May 022011
 

Owen Courrèges

They’re the scourge of New Orleans’ streets.  They strike with little warning and virtually no oversight, costing the citizens of New Orleans tens of millions of dollars each year.  As the years have passed they have continued to expand their reach into new neighborhoods – virgin territory for these merciless mechanical marvels.

I am speaking, of course, of speed cameras.

Thankfully, in this legislative session there are two bills from local legislators, Senate Bill 75 and House Bill 347, seeking to ban speed cameras statewide.  In our charged political climate, it is heartening that this effort is a bipartisan one.  The House bill is sponsored by Rep.
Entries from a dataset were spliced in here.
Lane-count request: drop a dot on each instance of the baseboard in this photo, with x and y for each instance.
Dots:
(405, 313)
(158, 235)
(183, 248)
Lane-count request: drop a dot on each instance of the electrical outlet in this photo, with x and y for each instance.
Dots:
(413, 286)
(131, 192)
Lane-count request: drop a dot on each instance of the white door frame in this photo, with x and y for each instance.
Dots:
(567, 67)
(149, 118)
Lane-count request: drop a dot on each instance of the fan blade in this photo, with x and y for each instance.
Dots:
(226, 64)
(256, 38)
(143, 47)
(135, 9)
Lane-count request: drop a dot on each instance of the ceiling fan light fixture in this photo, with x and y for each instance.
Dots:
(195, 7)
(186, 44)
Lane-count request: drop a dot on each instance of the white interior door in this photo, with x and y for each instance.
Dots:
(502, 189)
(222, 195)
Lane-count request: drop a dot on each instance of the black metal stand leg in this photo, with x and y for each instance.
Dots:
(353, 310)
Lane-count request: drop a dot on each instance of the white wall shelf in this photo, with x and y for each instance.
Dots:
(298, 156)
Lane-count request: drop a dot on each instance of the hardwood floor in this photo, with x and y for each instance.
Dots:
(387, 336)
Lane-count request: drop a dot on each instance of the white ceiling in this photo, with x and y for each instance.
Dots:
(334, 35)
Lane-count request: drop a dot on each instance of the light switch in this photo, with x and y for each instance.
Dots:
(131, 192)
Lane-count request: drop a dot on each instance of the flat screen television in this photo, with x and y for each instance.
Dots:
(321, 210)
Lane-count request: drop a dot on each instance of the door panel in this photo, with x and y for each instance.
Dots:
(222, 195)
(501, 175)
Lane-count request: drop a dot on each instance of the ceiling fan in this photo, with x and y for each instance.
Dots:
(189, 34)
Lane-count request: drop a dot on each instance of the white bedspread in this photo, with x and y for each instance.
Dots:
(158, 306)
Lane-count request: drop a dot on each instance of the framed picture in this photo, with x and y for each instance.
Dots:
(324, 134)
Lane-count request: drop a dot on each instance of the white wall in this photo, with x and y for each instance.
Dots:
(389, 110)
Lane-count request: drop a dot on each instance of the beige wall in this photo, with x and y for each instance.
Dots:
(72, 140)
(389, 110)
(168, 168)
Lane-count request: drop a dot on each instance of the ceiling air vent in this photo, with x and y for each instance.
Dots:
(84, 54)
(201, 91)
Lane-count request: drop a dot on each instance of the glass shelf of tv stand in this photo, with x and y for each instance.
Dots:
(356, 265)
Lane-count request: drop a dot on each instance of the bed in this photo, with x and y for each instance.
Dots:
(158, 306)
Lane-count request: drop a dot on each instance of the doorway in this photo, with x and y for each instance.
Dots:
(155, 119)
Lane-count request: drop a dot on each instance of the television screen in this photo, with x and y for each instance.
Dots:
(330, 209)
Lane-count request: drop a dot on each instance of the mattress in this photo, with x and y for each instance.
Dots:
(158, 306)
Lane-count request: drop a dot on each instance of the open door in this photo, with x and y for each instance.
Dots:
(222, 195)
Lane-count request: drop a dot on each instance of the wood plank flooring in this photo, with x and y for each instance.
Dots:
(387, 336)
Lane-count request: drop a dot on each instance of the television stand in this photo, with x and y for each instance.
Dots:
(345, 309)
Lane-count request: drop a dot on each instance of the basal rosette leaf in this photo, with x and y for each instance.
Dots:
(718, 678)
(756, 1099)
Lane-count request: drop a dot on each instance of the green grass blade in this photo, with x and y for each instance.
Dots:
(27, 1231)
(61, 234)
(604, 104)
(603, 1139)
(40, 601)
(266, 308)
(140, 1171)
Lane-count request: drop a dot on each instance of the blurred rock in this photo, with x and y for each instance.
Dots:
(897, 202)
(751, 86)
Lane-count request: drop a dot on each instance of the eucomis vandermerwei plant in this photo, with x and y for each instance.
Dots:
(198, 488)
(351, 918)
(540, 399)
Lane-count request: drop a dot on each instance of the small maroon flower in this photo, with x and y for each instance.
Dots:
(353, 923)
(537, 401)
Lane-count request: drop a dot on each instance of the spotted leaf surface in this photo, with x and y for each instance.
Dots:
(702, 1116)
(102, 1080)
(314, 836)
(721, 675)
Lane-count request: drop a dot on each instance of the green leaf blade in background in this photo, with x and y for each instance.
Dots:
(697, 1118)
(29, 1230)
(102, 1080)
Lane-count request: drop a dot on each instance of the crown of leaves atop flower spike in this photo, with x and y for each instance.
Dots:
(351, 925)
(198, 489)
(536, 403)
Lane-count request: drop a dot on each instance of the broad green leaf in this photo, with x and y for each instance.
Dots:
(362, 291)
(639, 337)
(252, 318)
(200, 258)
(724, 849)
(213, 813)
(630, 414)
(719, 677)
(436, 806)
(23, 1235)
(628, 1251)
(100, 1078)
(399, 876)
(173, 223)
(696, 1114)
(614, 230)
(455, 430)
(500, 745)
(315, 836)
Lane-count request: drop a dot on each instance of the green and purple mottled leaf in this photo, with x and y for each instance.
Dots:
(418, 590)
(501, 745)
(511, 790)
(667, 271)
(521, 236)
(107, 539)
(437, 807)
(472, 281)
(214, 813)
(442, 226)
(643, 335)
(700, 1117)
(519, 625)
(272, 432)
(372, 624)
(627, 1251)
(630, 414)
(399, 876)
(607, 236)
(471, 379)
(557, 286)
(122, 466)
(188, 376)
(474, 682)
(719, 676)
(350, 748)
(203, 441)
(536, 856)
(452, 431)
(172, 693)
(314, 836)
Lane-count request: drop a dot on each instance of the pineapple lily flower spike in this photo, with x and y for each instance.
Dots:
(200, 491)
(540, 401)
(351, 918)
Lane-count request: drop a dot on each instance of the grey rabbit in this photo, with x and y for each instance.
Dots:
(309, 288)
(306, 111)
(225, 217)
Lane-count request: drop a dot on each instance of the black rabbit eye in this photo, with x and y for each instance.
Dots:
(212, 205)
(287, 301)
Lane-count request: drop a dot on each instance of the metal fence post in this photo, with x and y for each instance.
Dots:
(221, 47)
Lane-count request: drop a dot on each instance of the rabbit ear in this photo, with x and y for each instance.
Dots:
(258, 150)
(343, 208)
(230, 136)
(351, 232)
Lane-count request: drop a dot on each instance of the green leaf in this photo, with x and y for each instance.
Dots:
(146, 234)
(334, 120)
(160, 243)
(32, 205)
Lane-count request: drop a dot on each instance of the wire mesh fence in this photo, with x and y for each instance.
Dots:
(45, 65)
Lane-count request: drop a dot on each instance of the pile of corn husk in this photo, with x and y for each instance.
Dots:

Jeffery Arnold (D – New Orleans), while the Senate bill is sponsored by Sen. Daniel Martiny (R – Metairie).

Of course, this had been tried before.  Cedric Richmond, former State Representative (and current U.S. Representative), made a noted attempt to ban red light cameras in 2009.  At the time, Richmond accurately noted that the cameras are “just a revenue generator.”

However, this doesn’t mollify supporters of the so-called “safety” cameras. Any discussion of automated traffic enforcement always begins with this statement:  If you don’t violate traffic laws then you have nothing to worry about. This is the go-to statement of traffic camera proponents.  They present the cameras as a win-win scenario where the city garners additional revenue by extracting money from an unsympathetic group – traffic scofflaws.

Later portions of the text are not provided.